On Sunday they parked their trailers full of power tools and building material in the yard of the humble house on South Main Street in Jonesboro where Dawn Murray will open her shelter for teenage mothers. Volunteers from Home Depot's "Team Depot" and "Hands On Atlanta" worked alongside the cast and crew of television's "Trading Spaces" to paint the walls, lay some tile and anything else that needed doing.
"It's overwhelming. I cried, it was something ? to see how excited and emotional they were," Murray said.
The "Trading Spaces" crew came up with the idea of volunteering for a community project about a month and a half ago, said executive producer Tom Farrell. Each episode of The Learning Channel show focuses on groups of people who redecorate each other's home, so the cast is made up of carpenters, designers and other homebuilding experts.

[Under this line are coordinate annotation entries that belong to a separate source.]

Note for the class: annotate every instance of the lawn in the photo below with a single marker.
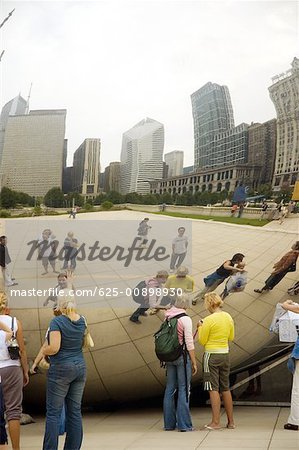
(228, 219)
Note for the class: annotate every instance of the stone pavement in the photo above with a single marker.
(257, 428)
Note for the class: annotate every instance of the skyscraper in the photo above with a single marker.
(284, 93)
(32, 158)
(16, 106)
(86, 168)
(212, 114)
(175, 163)
(142, 156)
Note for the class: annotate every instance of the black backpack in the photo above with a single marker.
(167, 345)
(137, 294)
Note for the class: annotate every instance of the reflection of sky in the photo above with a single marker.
(112, 273)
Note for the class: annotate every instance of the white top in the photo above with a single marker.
(180, 244)
(5, 360)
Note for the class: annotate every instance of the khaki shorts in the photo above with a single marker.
(216, 368)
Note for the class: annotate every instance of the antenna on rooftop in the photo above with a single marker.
(28, 98)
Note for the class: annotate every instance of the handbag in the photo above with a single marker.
(12, 344)
(292, 267)
(87, 339)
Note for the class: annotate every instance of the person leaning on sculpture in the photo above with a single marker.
(286, 264)
(293, 419)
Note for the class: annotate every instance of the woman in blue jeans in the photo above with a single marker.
(178, 375)
(66, 375)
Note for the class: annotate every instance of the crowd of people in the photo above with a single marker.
(172, 291)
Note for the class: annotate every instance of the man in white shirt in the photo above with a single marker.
(179, 249)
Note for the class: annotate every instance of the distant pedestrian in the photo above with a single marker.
(5, 260)
(233, 210)
(286, 264)
(179, 249)
(142, 231)
(264, 209)
(214, 333)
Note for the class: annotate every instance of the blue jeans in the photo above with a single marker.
(65, 384)
(179, 415)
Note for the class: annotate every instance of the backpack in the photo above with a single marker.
(167, 345)
(137, 295)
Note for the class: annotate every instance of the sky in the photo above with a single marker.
(113, 63)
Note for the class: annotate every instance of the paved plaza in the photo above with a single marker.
(259, 428)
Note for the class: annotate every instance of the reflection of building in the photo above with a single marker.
(217, 142)
(175, 163)
(15, 107)
(262, 148)
(210, 180)
(141, 156)
(284, 93)
(112, 177)
(32, 159)
(86, 168)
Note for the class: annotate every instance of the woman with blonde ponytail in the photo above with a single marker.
(66, 375)
(13, 372)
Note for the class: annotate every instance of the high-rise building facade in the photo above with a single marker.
(175, 163)
(32, 159)
(212, 114)
(262, 148)
(284, 93)
(142, 156)
(112, 177)
(16, 106)
(86, 168)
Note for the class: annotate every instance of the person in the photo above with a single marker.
(181, 280)
(153, 297)
(179, 249)
(286, 264)
(264, 210)
(214, 333)
(66, 375)
(13, 373)
(62, 284)
(47, 247)
(70, 252)
(236, 282)
(4, 261)
(229, 267)
(233, 210)
(293, 419)
(177, 379)
(34, 370)
(142, 231)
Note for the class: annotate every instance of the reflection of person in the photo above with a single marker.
(293, 420)
(13, 373)
(179, 371)
(229, 267)
(4, 261)
(281, 268)
(153, 298)
(70, 251)
(143, 230)
(66, 375)
(47, 245)
(214, 332)
(179, 249)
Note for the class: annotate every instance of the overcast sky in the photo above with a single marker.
(112, 63)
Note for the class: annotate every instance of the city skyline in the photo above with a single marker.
(129, 62)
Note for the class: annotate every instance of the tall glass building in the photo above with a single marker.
(217, 142)
(142, 156)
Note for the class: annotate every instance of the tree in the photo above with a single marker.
(8, 198)
(54, 198)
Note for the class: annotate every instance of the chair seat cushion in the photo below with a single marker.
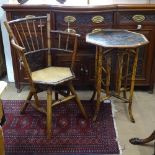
(52, 75)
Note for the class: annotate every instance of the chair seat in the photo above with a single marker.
(52, 75)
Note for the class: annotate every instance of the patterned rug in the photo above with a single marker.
(72, 134)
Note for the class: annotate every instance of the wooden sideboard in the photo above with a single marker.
(139, 18)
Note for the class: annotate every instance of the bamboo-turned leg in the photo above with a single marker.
(49, 113)
(132, 85)
(96, 66)
(2, 148)
(22, 111)
(119, 73)
(108, 69)
(77, 100)
(98, 81)
(126, 74)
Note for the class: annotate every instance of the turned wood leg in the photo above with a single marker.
(132, 86)
(49, 113)
(139, 141)
(22, 111)
(98, 81)
(78, 100)
(2, 148)
(119, 76)
(96, 66)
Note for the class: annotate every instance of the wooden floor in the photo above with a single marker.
(143, 111)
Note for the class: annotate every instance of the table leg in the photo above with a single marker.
(98, 80)
(132, 85)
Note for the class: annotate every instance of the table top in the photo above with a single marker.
(116, 38)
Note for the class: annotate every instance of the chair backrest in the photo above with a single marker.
(32, 36)
(63, 43)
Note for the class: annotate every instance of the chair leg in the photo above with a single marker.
(2, 148)
(78, 100)
(49, 113)
(22, 111)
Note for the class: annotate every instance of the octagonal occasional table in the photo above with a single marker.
(124, 44)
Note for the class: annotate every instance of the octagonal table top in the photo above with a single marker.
(116, 38)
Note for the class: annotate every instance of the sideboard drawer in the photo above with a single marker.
(83, 23)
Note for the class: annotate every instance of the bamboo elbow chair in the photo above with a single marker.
(34, 41)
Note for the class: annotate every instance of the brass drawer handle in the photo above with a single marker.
(70, 30)
(96, 30)
(69, 19)
(138, 18)
(97, 19)
(29, 16)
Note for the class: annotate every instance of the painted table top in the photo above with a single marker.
(115, 38)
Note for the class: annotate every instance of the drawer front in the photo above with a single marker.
(136, 17)
(22, 14)
(83, 23)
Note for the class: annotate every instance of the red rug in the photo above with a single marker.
(71, 133)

Farrell said he put out a "feeler e-mail" to see who would be interested in volunteering for such a project, including the show's crew members as well as the professional cast members.
"Pretty much to a man everybody said yes, absolutely, we'll do this," Farrell said. "We all put down our different hats and picked up a paint brush."

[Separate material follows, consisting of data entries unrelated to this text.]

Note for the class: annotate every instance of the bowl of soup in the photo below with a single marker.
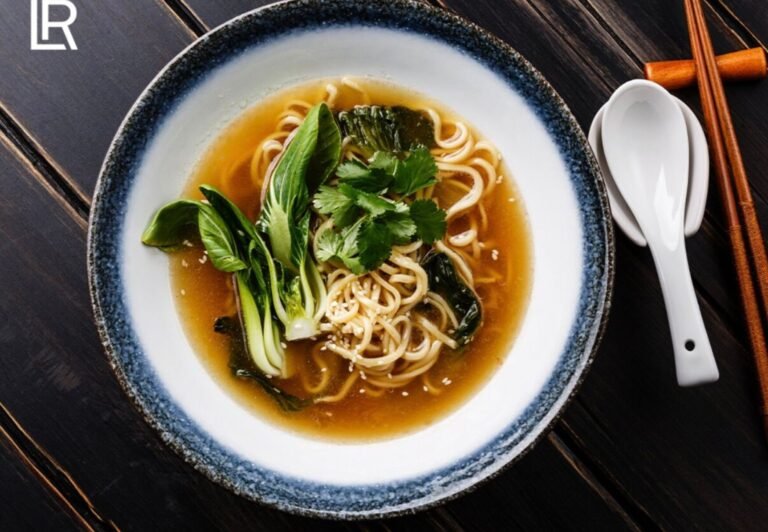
(350, 259)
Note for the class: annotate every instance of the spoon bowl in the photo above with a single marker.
(646, 146)
(698, 182)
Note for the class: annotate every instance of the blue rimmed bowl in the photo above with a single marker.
(430, 51)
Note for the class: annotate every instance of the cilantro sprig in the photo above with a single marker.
(371, 209)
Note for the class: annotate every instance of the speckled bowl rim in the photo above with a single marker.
(133, 369)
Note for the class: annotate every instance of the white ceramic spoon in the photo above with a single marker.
(698, 181)
(646, 147)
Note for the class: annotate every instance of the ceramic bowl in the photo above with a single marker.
(430, 51)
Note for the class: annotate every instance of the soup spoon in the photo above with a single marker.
(698, 182)
(646, 148)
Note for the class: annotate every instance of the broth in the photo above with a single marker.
(203, 294)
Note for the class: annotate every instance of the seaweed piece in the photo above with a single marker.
(444, 280)
(390, 129)
(242, 367)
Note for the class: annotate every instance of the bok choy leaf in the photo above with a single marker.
(444, 280)
(171, 225)
(308, 160)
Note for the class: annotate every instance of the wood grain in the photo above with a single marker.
(60, 388)
(628, 454)
(26, 503)
(71, 103)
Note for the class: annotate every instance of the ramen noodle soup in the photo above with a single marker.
(379, 270)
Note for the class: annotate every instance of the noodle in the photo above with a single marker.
(386, 324)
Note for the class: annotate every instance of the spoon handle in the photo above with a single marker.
(694, 360)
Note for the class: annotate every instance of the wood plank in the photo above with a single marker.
(60, 387)
(26, 504)
(80, 342)
(72, 102)
(215, 13)
(747, 17)
(649, 438)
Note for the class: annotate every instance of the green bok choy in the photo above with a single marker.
(275, 283)
(311, 156)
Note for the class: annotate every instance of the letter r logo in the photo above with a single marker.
(42, 25)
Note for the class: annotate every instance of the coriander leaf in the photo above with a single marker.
(374, 204)
(333, 202)
(375, 244)
(415, 172)
(342, 246)
(384, 161)
(328, 245)
(401, 226)
(362, 177)
(429, 220)
(352, 170)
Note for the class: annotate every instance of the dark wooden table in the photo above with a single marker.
(632, 451)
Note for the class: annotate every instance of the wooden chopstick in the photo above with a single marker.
(724, 148)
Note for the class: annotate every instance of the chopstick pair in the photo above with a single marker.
(750, 256)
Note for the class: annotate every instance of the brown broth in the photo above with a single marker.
(204, 294)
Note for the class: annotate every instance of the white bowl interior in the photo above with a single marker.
(455, 80)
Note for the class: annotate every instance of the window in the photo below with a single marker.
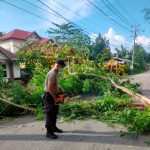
(5, 70)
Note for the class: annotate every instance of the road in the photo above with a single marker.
(24, 133)
(144, 80)
(27, 134)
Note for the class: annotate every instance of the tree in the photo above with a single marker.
(139, 57)
(70, 35)
(100, 49)
(123, 53)
(1, 33)
(146, 12)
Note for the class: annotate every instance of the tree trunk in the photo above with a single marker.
(16, 105)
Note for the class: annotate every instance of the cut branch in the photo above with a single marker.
(16, 105)
(144, 100)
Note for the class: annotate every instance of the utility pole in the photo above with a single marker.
(135, 31)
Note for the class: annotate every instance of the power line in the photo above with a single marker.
(68, 19)
(41, 8)
(90, 21)
(101, 11)
(117, 12)
(37, 15)
(125, 10)
(113, 11)
(26, 11)
(79, 15)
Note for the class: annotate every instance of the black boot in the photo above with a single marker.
(55, 129)
(50, 134)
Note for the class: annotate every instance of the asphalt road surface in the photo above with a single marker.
(144, 80)
(24, 133)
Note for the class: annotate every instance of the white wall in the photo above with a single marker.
(2, 56)
(8, 44)
(16, 68)
(12, 45)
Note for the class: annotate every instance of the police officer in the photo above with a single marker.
(50, 99)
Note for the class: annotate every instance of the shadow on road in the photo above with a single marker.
(80, 136)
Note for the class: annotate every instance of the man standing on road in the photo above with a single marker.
(50, 99)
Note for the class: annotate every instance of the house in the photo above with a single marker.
(117, 65)
(9, 63)
(10, 43)
(15, 39)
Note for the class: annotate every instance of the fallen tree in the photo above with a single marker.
(144, 100)
(16, 105)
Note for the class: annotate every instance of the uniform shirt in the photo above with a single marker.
(52, 76)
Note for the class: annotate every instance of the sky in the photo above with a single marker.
(114, 19)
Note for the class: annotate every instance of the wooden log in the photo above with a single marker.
(144, 100)
(16, 105)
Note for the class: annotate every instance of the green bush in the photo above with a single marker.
(1, 76)
(71, 85)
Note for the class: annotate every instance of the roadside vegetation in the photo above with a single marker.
(85, 74)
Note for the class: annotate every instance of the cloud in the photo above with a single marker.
(144, 41)
(80, 8)
(115, 39)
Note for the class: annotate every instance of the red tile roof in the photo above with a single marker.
(17, 34)
(8, 54)
(44, 40)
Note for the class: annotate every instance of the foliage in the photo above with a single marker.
(146, 12)
(15, 93)
(30, 55)
(1, 33)
(1, 76)
(36, 85)
(99, 50)
(107, 108)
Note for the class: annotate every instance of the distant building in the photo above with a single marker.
(15, 39)
(10, 43)
(9, 63)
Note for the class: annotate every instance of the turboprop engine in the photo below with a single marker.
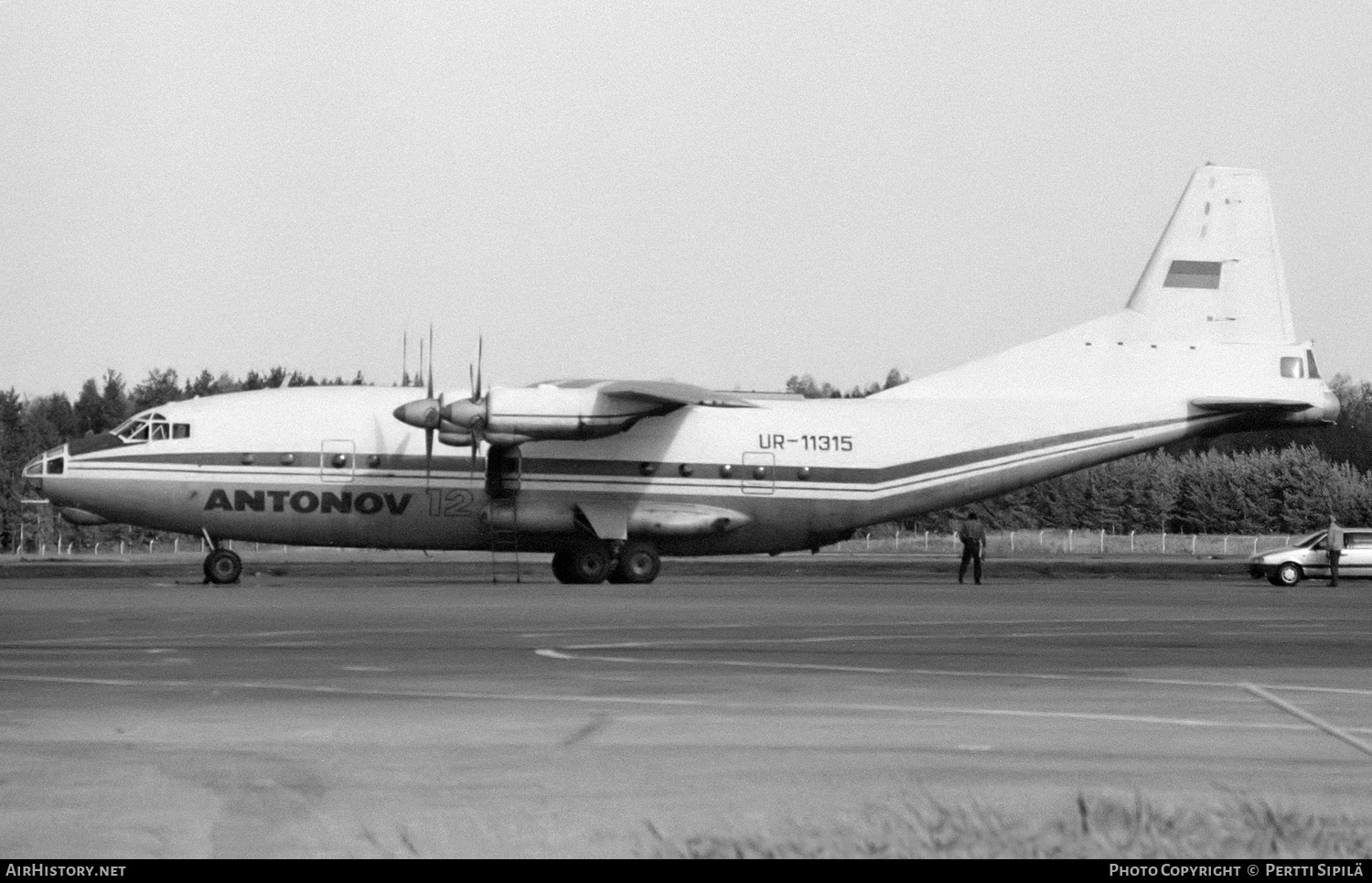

Team Depot and Hands On Atlanta are two programs that regularly provide volunteers and, in Home Depot's case, material for community projects around Atlanta. "Trading Spaces" was in town filming an episode, Home Depot spokesman Ron DeFeo said, but the only film crews on hand belonged to local television news stations and Home Depot.
While the work was going on Murray walked around, seemingly in a daze.
"It's cold and they are still going," Murray said. "They're doing everything they can find."
"Trading Spaces" designer Edward Walker and AmyWynn Pastor, one of the show's carpenters, took a break to talk to the Home Depot film crew about the project.
"This was a great opportunity with the holidays coming up for us to get together and do something for others," Walker said.
"I'm just doing this to get off the 'naughty' list," Pastor joked.
Seeing the work getting done was pretty exciting for 18-year-old Tilkilla Render who will stay at the shelter with her 2-year-old son Demarias when the House of Dawn opens, perhaps in January. A ward of the state, Render said if it weren't for Murray she would probably be placed in a separate home from her son.
It was hard for Render to say which part of the renovation she liked the most.
"All of it," Render said. "The kitchen."
Farrell said they put down new tile in the kitchen and were putting in all new appliances. They were also adding new drapes and furniture to the rest of the house.
Murray said Render and a 16-year-old girl will be the first residents of the shelter and after they open, two more girls will be picked. Each girl is interviewed and must demonstrate a willingness to live by the shelter's many rules and regulations.
"Every girl is not ready for this home," Murray said. "They're not ready for rules and regulations. They don't want anybody telling them what to do."
The House of Dawn will be the ninth home in the Georgia Campaign for Adolescent Pregnancy Prevention network of Second Chance Homes.